I suggest we try to keep this convention across all documents, otherwise it's
hard to follow what's a sub-header or not (e.g. I wouldn't expect === as a
sub-header of ---)

[3]

55 +An additional zookeeper connected actor responsible for creating principals
56 +and providing an up to date token database.

Do we need to manage an external agent for that?

[4]

65 +Each actor employs a security policy, to determine the ACL map for a given
66 +node path that may create. The policy simply takes the path to the node
67 +to be created, and returns back an ACL map that can be set on the node.

This wasn't very clear on a first read. Some ideas:

- "employs" could mean different things in that context, so I suggest replacing by
  a less open synonym ("uses"?).

- "that may create" feels like missing the subject ("that the actor may
  create?")

- At least the first comma should be dropped.

- s/can be set/must be set/?

[5]

73 Every actor in the system needs its own
74 +unique principal, to provide an auth identity, the credentials for a
75 +principal are known only to the actor utilizing them and transiently
76 +the security agent when they are created.

This sentence isn't reading well.

[6]

78 +Instead of passing principals credentials directly via insecure
79 +channels, an actor creating another actor also establishes a principal
80 +creation token via the security agent.

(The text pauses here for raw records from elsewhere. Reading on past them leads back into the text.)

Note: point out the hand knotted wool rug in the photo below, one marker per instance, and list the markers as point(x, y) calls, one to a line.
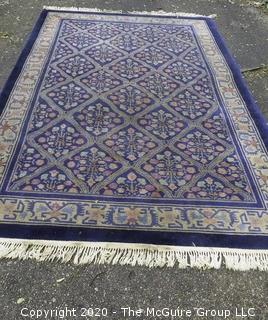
point(131, 139)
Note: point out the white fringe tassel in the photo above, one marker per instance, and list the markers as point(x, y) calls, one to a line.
point(159, 12)
point(134, 254)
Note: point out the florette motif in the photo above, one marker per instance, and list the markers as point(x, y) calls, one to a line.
point(128, 110)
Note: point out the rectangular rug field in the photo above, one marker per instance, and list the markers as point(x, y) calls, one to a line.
point(131, 139)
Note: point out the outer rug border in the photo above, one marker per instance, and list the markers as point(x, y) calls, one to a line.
point(132, 238)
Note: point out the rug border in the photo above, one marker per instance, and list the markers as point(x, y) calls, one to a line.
point(134, 236)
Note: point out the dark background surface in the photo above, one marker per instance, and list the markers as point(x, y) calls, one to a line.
point(244, 25)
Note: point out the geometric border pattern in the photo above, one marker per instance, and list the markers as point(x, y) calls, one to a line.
point(105, 215)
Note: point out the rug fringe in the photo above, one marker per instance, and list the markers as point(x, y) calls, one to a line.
point(134, 254)
point(159, 12)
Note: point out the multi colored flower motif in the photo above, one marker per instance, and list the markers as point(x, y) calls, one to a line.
point(128, 110)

The principal creation token is
81 +a one time use string which can be used to create a principal and its
82 +password, and update the token database.
83 +
84 +The security agent has a simple policy in place regarding principal
85 +names and which actors can create them, ie. a provisioning agent can
86 +create machine principals, but not service unit principals.

It's not clear from the document how that's going to work, and it also feels a
little bit like delegating permissions could be more complexity than is
necessary (e.g. what about the agent itself creating these identities instead
of providing a one time token?). This area needs some debate.

[7]

88 +If a malicious user intercepts the token and uses it, compared with
89 +passing credentials directly it minimizes the time that a third party
90 +has to perform such an interception. Moreover invalid use of a token
91 +can be logged as foresenic information.

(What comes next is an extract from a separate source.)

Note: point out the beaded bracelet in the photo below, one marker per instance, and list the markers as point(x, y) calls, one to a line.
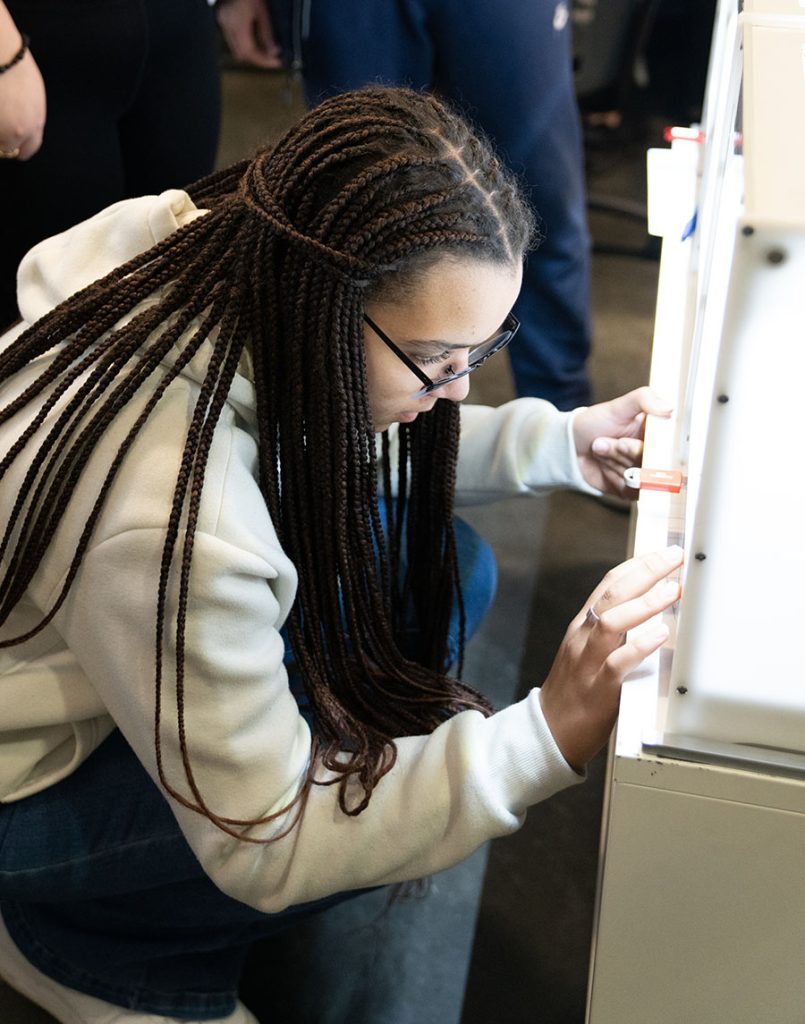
point(18, 55)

This assumes knowledge about about how such interceptions would take place,
or why it minimizes the time, that isn't available in the document up to
then.

Also, we should design the security system in a way that such interceptions
can't take place, rather than minimizing the time an interception can be
made (ssh vs. telnet).

[8]

118 +Additionally services utilize relations to communic...

Read more...

review: Needs Fixing
Revision history for this message
Clint Byrum (clint-fewbar) wrote :

Hi Kapil.

I noticed you're suggesting MD5 for the password hashes. I'd suggest going 1 step further and using multiple iterations of MD5. Grid computing has made cracking a single MD5 password trivial. Hash 200,000 times, and at least you require 200,000 times more power to do a mass dictionary attack (and it shouldn't add much time considering how seldom the actual password will need to be checked.

Revision history for this message
Gustavo Niemeyer (niemeyer) wrote :

200k+MD5 is a bit too much, but I agree that using HMAC (perhaps HMAC+SHA1) rather than plain MD5 would be good. HMAC is targeted at specifically this use case too.

Revision history for this message
Kapil Thangavelu (hazmat) wrote :

Excerpts from Clint Byrum's message of Thu Jun 09 23:51:31 UTC 2011:
> Hi Kapil.
>
> I noticed you're suggesting MD5 for the password hashes. I'd suggest going 1 step further and using multiple iterations of MD5. Grid computing has made cracking a single MD5 password trivial. Hash 200,000 times, and at least you require 200,000 times more power to do a mass dictionary attack (and it shouldn't add much time considering how seldom the actual password will need to be checked.

Its actually not something we control explicitly as what we set for the acl identity token (the username:md5hash) needs to match the enforcement side which is provided by zookeeper. We could in future play around with a zk authentication plugin that we could provide custom logic for, but i think we've deemed modification of zk out of scope for the moment. I agree though that things like cuda/gpugpu programming and the fact that we're manipulating cloud environments, makes brute force attacks more likely and it would be nice to have a more resistant approach.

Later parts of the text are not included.